Mardi ; and, A Voyage Thither, by Herman Melville

Chapter 36

The Parki Gives Up The Ghost

A long calm in the boat, and now, God help us, another in the brigantine. It was airless and profound.

In that hot calm, we lay fixed and frozen in like Parry at the Pole. The sun played upon the glassy sea like the sun upon the glaciers.

At the end of two days we lifted up our eyes and beheld a low, creeping, hungry cloud expanding like an army, wing and wing, along the eastern horizon. Instantly Jarl bode me take heed.

Here be it said, that though for weeks and weeks reign over the equatorial latitudes of the Pacific, the mildest and sunniest of days; that nevertheless, when storms do come, they come in their strength: spending in a few, brief blasts their concentrated rage. They come like the Mamelukes: they charge, and away.

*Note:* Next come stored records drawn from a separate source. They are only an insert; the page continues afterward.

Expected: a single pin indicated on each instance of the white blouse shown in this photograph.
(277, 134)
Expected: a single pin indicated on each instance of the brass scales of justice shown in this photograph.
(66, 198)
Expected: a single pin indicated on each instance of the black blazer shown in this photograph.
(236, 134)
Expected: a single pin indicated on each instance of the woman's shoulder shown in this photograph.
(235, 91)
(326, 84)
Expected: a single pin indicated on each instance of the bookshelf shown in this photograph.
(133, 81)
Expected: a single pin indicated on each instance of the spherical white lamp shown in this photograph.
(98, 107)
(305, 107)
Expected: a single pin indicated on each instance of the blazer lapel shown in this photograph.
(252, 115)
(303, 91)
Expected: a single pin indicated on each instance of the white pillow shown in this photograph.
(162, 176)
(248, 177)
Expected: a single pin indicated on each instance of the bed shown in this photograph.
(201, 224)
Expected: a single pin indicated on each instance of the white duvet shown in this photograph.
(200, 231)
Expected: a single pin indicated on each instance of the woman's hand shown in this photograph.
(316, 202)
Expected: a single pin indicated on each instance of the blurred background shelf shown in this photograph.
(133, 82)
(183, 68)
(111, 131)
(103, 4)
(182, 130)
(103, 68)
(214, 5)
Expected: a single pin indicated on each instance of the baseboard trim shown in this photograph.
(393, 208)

It wanted full an hour to sunset; but the sun was well nigh obscured. It seemed toiling among bleak Scythian steeps in the hazy background. Above the storm-cloud flitted ominous patches of scud, rapidly advancing and receding: Attila’s skirmishers, thrown forward in the van of his Huns. Beneath, a fitful shadow slid along the surface. As we gazed, the cloud came nearer; accelerating its approach.

With all haste we proceeded to furl the sails, which, owing to the calm, had been hanging loose in the brails. And by help of a spare boom, used on the forecastle-deck sit a sweep or great oar, we endeavored to cast the brigantine’s head toward the foe.

The storm seemed about to overtake us; but we felt no breeze. The noiseless cloud stole on; its advancing shadow lowering over a distinct and prominent milk-white crest upon the surface of the ocean. But now this line of surging foam came rolling down upon us like a white charge of cavalry: mad Hotspur and plumed Murat at its head; pouring right forward in a continuous frothy cascade, which curled over, and fell upon the glassy sea before it.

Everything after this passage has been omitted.